Sometimes it is necessary to combine two sorted files into one sorted file. For example, with data stored on tape. This is sometimes called an external sort, because it is not performed inside the computer’s memory.
Before this can be done it is essential that both source files share a common key (the field to be sorted on) and that both source files are already sorted.
Suppose we want to merge two source files, that are already sorted in ascending order, to produce a new destination file which is also sorted in ascending order, as shown below.
We would normally begin by checking that the source files have some data inside them before proceeding. Then the steps are as follows:
- Read the first value from each source file and compare them. Here, the smaller of the first two values is 1 from FileTwo, so this is written to the new file.
- Compare the first value in FileOne with the second value in FileTwo. Since 4 is smaller than 7, the value 4 is written to the new file next.
- Compare the second value in FileOne with the second value in FileTwo. Since 5 is less than 7, the value 5 is written to the new file next.
- Compare the third value in FileOne with the second value in FileTwo. Since 6 is less than 7, the value 6 is written to the new file next .
- Compare the fourth value in FileOne with the second value in FileTwo. Since 9 is bigger than 7, the value 7 is written to the new file next.
- Compare the fourth value in FileOne with the third value in FileTwo. Since 8 is less than 9, the value 8 is written to the new file next.
- Compare the fourth value in FileOne with the fourth value in FileTwo. Since 9 is less than 10, the value 9 is written to the new file next.
- At this point FileOne has been fully checked, so the remaining values in FileTwo can be written across one after another.

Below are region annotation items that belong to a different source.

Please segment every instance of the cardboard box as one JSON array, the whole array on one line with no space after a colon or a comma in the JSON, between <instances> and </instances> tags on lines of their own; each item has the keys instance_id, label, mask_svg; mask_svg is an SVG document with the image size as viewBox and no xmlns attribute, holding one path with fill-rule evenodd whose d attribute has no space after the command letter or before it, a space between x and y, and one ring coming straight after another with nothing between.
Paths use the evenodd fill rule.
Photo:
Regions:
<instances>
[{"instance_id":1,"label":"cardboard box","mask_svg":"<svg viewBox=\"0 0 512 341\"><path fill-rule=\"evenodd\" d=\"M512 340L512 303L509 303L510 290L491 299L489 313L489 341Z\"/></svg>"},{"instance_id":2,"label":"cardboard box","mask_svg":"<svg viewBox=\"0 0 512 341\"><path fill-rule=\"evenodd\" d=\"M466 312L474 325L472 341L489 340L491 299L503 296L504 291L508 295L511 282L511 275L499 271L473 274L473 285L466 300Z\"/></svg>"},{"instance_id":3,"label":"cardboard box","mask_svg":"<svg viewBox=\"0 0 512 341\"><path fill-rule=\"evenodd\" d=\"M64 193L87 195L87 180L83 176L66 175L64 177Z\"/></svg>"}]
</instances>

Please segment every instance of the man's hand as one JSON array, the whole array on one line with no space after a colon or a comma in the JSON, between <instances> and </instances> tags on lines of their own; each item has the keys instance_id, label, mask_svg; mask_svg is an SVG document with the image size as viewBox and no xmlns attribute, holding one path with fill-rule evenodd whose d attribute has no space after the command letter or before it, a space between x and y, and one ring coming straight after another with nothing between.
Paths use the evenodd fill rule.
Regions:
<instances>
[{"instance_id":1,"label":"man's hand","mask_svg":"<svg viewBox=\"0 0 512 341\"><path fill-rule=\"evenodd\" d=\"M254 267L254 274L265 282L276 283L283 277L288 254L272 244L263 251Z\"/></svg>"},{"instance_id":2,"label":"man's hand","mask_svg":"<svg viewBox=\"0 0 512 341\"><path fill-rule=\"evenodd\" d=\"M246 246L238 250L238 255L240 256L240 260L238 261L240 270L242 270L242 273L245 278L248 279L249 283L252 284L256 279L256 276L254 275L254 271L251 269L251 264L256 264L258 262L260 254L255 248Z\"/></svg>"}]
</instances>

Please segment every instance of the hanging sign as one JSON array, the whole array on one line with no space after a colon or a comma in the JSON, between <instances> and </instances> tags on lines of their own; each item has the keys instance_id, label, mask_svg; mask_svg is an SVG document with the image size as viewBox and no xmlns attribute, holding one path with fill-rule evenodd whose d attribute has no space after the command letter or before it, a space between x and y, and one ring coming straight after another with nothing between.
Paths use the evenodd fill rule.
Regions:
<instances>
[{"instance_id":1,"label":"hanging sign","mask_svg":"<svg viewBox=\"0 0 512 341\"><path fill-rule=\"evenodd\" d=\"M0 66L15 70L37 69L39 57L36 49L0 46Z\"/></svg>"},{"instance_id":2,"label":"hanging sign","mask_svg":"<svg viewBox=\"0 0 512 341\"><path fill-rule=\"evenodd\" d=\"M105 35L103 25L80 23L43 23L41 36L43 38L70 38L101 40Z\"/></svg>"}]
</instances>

This algorithm can be expressed in simple terms as follows:
Check source files are not empty
Get first item from each file
REPEAT
examine the current item in each source file
copy the smallest item to the new file
get next item from source file that this item was copied from
UNTIL input files are empty
IF only one input file exhausted THEN
copy remaining items from other file to new file
END IF
A more complete description of the algorithm looks like this:
open existing files
create new file
check existing files are not empty
use pointers/counters to identify records for comparison
REPEAT
compare records indicated by pointers
IF records are different THEN
copy earlier value record to new file
move appropriate pointer
ELSE
copy one record only to new file
move both pointers
END IF
UNTIL end of one file
copy remaining records from other file
close files
Note the following points about this algorithm:
- You need to check that the source files have some data in them first
- You must open the two source files and create a new destination file
- If a value is copied to the destination file, you can advance to the next record in the file it came from
- Duplicates need to be handled. They are ignored in this case.
- When one source file is exhausted, the remaining records from the other source file can be copied to the destination file directly.
This merge process assumes two things:
- Both source files share a common key
- Records in each source file are already sorted according to this key
NOTE:
The algorithm for merging two sorted files is very similar to the algorithm for merging two sorted lists, which is an important aspect of the merge sort.